Para além disso, tanto o Presidente dos EUA, como o seu attorney-general, William Barr – que preside ao Departamento de Justiça – têm promovido e alimentado a narrativa conspirativa de que o país se prepara para uma situação de fraude eleitoral sem precedentes, que, dizem, beneficiará Joe Biden e o Partido Democrata.
A excepção foi enviada sob a forma de memorando para vários procuradores da Divisão Criminal do departamento.
Segundo fontes próximas do caso ouvidas pelo New York Times, Washington Post e CNN, é permitida a abertura de investigações e de inquéritos a testemunhas, dirigidos a funcionários federais e militares e trabalhadores dos correios envolvidos na distribuição, transporte e contagem de boletins de voto, que sejam suspeitos de conduta dolosa.
Aproveitamento político?
O Departamento de Justiça garante que a excepção à regra não foi concebida por nenhum dirigente político, não consubstancia qualquer posição política e trata-se de uma recomendação normal em tempos de eleições.
“Nenhum político teve qualquer papel na condução, preparação e envio deste email. Os procuradores da secção de Integridade Pública da Divisão Criminal do Departamento recebem com frequência recomendações durante a época eleitoral. Este email faz parte desse processo contínuo de recomendações rotineiras sobre assuntos eleitorais”, resumiu um porta-voz.
Entre os críticos da medida há, no entanto, quem tenha receio de esta que seja utilizada pelo Presidente dos EUA e pela sua Administração para fins políticos. Até porque Trump já se recusou, em mais do que uma ocasião, a confirmar que vai reconhecer o resultado das presidenciais, em caso de derrota contra Biden.
“Nunca é positivo haver uma excepção à política de não-interferência nas eleições.

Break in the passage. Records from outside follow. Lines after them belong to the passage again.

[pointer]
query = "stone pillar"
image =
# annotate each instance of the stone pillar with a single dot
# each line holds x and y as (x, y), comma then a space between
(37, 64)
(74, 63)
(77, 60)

Isso significa: ‘são estes os caminhos possíveis para se poder interferir nas eleições’”, diz Justin Levitt, antigo funcionário da Divisão de Direitos Civis do Departamento de Justiça.
“Receio que esta política seja uma luz verde à utilização de investigações judiciais federais para fins político-partidários”, lamenta, citado pelo Washington Post.
Ao New York Times, a antiga procuradora do Alabama e professora de Direito, Joyce Vance, considera que o departamento liderado por Barr está a contribuir para “construir a narrativa da fraude nos votos por correspondência, apesar da ausência de quaisquer provas, que Trump precisa para contestar os resultados se perder a eleição”.
Também ao jornal nova-iorquino, a directora do Programa Democracia do Brennan Center for Justice, diz não encontrar uma justificação jurídica meritória na opção do Departamento de Justiça norte-americano.
“Se eles [Departamento de Justiça] querem dissuadir as más condutas que dizem que os preocupam, podem sempre recordar as pessoas sobre a existência da lei e anunciar que vão processar todos os que a violem”, considera Wendy Weiser. “Isso não requer uma excepção a uma política duradoura e sensata”.